Das RLT zeigt das Stück der Stunde
Sahar Amini hat am RLT „Wir sind keine Barbaren!“ inszeniert.
Neuss. Mit „Wir sind keine Barbaren!“ hat der preisgekrönte Autor Philipp Löhle das Stück der Stunde geschrieben. Voll schwarzem Humor, mit vier Protagonisten, die so richtig in der Mitte der Gesellschaft stehen und plötzlich einen Fremdkörper vor der Tür stehen haben. Vor ziemlich genau zwei Jahren. In der Schweiz. Als die Eidgenossen über die sogenannte Masseneinwanderungsinitiative, initiiert von der rechtspopulistischen Schweizerischen Volkspartei (SVP), abgestimmt haben. Als Löhles Stück als Auftragsarbeit am Theater Bern Uraufführung hatte, war das Abstimmungsergebnis zu ahnen, aber keine Gewissheit. Erst danach stellte sich raus: Eine knappe Mehrheit votierte dafür, den Zuzug von EU-Bürgern zu beschränken.
Fast könnte man es als Prophetie bezeichnen, dass das RLT das Stück bereits vor mehr als eineinhalb Jahren auf den heutigen Spielplan setzte. Der Anlass ist längst aus dem öffentlichen Gedächtnis verschwunden, in Zeiten von Pegida und AfD geht es heute um Menschen, die vor Krieg, Folter, vor religiösen Hetzern nach Europa fliehen. Wie der Schwarze in Löhles Stück, der an die Wohnungstür von Barbara und Mario klopft. Sie sind schließlich keine Barbaren, also nehmen sie den Mann, der entweder Klint oder Bobo heißt — sie verstehen ihn leider so schlecht —, auf. Barbara als empathischer Gutmensch, Mario, weil ihm nichts anderes übrig bleibt. Der Fremde bestimmt ihr Denken und Leben — aber bleibt auf der Bühne unsichtbar, ist nur im Reden der beiden und ihrer neuen Nachbarn Linda und Paul präsent.

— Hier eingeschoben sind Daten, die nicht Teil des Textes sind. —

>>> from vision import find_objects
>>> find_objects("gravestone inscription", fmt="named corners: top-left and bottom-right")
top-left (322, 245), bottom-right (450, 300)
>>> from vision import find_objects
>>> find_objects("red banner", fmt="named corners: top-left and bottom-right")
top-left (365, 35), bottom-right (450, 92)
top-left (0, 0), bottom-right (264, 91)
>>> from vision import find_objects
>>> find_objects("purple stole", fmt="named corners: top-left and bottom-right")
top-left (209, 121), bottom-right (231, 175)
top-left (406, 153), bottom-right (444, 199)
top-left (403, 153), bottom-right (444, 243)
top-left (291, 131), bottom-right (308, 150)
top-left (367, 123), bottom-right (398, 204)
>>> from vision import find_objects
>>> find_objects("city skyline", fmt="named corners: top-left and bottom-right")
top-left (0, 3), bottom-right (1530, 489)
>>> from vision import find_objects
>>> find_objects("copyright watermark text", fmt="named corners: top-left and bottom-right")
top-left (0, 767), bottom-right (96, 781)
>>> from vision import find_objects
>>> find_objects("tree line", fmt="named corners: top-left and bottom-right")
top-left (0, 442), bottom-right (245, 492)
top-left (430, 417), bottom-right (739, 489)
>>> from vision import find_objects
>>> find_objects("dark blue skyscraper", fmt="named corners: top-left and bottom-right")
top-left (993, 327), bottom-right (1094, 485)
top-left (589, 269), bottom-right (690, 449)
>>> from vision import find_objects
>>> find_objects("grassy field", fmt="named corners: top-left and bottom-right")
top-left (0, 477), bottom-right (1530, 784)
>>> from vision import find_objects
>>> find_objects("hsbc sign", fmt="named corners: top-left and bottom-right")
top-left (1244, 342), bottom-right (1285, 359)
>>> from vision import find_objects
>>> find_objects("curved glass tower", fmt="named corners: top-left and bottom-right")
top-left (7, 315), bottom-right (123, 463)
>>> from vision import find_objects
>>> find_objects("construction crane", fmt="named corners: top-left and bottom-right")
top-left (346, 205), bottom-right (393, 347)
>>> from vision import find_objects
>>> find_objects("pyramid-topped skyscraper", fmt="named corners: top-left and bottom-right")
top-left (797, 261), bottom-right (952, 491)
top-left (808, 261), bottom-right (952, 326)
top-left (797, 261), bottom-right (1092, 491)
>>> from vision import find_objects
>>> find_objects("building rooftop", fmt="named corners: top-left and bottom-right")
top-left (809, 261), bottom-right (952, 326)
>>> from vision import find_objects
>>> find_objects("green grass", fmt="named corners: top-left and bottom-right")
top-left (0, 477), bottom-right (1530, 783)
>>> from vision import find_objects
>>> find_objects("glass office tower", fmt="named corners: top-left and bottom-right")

Regisseurin Sahar Amini reduziert in ihrer Inszenierung das Äußere auf ein Minimum, setzt auf die absurden, witzigen, schnellen Dialoge, stellt das in Löhles Text großgeschriebene „WIR“ hinterhältig-listig aus, indem sie den kommentierenden Chor aus Neusser Bürgern verschiedenster Berufe und Alter bildet. Unter der Leitung von Peter Wallgram schlägt sich der Laien-Chor höchst achtbar (von kleinen unrhythmischen Aussetzern mal abgesehen), wird zudem von Amini sehr geschickt ins Bild gesetzt.
Für den schlaglichtartigen Szenenwechsel des Stücks, für den inhaltlichen Schwerpunkt, die Angst der gesellschaftlichen Mitte vor dem Fremden, haben Ausstatter Anna Schurau und Malte Schurau eine wunderbare Entsprechung gebaut: Thuja (Lebensbaum!) in Balkonkästen, die je nach Szene hin- und hergeschoben werden können.

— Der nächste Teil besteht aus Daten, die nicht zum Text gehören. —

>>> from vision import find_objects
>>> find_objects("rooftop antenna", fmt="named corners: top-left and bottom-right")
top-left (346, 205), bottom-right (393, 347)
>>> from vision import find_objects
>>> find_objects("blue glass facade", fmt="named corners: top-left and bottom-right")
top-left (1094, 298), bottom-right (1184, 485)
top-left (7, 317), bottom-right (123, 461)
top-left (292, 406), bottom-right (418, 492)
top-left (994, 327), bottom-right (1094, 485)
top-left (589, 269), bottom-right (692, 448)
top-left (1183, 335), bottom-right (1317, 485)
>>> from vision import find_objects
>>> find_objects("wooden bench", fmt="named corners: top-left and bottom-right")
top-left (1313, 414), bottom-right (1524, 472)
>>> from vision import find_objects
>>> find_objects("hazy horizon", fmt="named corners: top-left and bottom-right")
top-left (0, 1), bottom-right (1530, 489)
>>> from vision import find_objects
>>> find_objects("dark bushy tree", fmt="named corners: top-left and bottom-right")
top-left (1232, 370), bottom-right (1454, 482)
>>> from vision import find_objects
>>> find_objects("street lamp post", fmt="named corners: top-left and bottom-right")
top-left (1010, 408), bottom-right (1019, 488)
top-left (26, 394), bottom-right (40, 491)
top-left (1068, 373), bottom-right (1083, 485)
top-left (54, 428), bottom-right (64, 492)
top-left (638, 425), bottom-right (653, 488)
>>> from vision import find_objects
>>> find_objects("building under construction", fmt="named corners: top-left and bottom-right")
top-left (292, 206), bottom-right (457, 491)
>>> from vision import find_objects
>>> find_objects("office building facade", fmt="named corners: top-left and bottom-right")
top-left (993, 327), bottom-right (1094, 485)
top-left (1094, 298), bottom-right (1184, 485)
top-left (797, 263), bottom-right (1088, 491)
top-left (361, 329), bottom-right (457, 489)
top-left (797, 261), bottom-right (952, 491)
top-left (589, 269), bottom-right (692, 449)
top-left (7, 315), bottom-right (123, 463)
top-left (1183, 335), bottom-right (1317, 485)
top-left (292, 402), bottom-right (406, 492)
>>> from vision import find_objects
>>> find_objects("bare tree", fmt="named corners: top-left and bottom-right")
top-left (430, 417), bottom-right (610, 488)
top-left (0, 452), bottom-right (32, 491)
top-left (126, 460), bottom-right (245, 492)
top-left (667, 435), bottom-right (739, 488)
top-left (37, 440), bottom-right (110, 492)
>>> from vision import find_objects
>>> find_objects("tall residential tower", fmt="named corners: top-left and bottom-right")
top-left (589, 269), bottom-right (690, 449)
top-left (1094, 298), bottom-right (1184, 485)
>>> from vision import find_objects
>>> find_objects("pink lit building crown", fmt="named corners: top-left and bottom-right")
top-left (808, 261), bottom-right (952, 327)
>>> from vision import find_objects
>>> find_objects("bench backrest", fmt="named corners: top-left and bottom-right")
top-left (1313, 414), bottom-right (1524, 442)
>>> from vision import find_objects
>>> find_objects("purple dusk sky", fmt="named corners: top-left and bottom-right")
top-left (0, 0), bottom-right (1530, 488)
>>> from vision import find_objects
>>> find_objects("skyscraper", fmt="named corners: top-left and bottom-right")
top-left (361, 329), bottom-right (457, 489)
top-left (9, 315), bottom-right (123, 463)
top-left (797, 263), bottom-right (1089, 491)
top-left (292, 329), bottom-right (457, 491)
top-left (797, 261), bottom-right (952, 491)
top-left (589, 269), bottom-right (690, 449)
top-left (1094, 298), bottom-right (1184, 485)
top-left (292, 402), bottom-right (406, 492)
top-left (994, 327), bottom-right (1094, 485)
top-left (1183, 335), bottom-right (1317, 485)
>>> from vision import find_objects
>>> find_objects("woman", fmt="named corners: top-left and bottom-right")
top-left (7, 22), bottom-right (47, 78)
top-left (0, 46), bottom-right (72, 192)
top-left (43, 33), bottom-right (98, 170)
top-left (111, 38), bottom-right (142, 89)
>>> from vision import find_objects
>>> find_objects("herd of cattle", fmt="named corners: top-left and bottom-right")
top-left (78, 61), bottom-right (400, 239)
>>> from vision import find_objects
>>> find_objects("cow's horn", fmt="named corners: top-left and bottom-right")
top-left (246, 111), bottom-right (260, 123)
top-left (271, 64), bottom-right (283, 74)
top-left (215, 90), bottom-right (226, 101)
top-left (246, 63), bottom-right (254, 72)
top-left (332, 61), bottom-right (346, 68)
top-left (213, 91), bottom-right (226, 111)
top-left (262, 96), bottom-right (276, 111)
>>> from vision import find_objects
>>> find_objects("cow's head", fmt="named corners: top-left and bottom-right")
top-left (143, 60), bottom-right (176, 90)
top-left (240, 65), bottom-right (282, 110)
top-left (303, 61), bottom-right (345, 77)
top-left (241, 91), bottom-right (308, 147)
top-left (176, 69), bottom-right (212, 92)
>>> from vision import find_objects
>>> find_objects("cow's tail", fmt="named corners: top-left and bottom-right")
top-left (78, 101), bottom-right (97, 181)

Mit der Heckenschere rückt der hilflose Spießer Mario ( Andreas Spaniol) jedem herausragenden Zweiglein zu Leibe, seine Frau Barbara (Linda Riebau) scheint immerhin gelegentlich von Ausbruch zu träumen, aber greift dann doch lieber zum Wasserzerstäuber. Fitness-Trainerin Linda (Alina Wolff) lebt ihr Leben zwischen Pilates und Balance-Swing, ihr Mann Paul (Stefan Schleue) ist ein Schluffi, der erst mal einen Schutzraum baut, nachdem der Fremde nebenan eingezogen ist.
Straff und geradewegs auf den knalligen Schlusspunkt zusteuernd hat Amini die Geschichte in 90 pausenlose Minuten gepackt. Ohne viel Schnörkelei, sondern nur darauf zielend, dass die markante Sprache des Textes die Selbstsicherheit einer Gesellschaft als tönern entlarvt. Das Hauptdarsteller-Quartett ist dafür ideal besetzt: Jeder typisiert seine Figur und belässt ihr doch das Menschliche. Großer Beifall für sehenswertes Theater.